Bab 19

6.2K 959 28
                                    

Dua bulan sejak hari pernikahan Lintang. Aku belum bertemu dengan kak Dean maupun Ana lagi. Aku memilih menghindar, menyibukkan diri dengan pekerjaan dan saat libur ikut mama di acara sosialnya. Aku juga sengaja tak pergi ke rumah mas Arya meski aku sangat merindukan ketiga keponakanku. Mas Arya, kak Raka dan kak Dean adalah sahabat kental. Ditambah sekarang anak-anaknya yang juga seumuran. Aku tidak bisa memprediksi kapan mereka akan di sana. Daripada saat aku ke sana dan bertemu kak Dean lagi, lebih baik aku menahan rindu sejenak kepada keponakan-keponakannku.

"Aku nggak nyangka, ya!"

Menoleh ke arah kiri kala telingaku mendengar suara yang cukup menusuk. Kak Hanum, semingguan ini dia sudah bersikap sinis padaku. Aku memang sudah memperkirakan jika cepat atau lambat dia pasti akan menemuiku untuk bicara empat mata. Siapa lagi kalau bukan tentang Kak Indra.
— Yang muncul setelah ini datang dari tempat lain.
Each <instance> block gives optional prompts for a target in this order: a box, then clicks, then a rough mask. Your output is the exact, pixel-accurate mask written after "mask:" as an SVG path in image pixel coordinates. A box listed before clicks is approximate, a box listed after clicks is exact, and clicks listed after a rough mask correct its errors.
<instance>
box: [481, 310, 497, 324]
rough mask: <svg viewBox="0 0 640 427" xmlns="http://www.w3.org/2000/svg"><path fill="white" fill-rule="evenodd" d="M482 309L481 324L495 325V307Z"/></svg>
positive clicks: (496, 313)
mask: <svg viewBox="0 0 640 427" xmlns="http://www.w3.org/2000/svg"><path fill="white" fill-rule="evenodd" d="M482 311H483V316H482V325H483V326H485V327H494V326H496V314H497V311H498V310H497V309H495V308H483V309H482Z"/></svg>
Aku telah berusaha untuk mendekatkan mereka. Saat bertemu dengan Kak Indra, aku selalu memberinya kode jika Kak Hanum menyukainya, tapi lagi-lagi dia bisa dengan mudah mengalihkan pembicaraan ke topik lain. Sebulan terakhir ini intensitas pertemuanku dengan dokter bedah anak itu memang semakin sering karena kami kembali menangani pasien yang sama. Seorang bayi yang menderita penyakit Hirschsprung, penyakit bawaan lahir yang tergolong langka. Bayi bisa tidak buang air besar karena gangguan pada usus besar yang menyebabkan feses terjebak.

"Duduk dulu, Kak. Malu dilihatin orang." ucapku lalu menutup rekam medis salah satu pasienku dan kembali memberikannya kepada seorang perawat di nurse station. Aku berlalu melewati Kak Hanum dan duduk di bangku tunggu. 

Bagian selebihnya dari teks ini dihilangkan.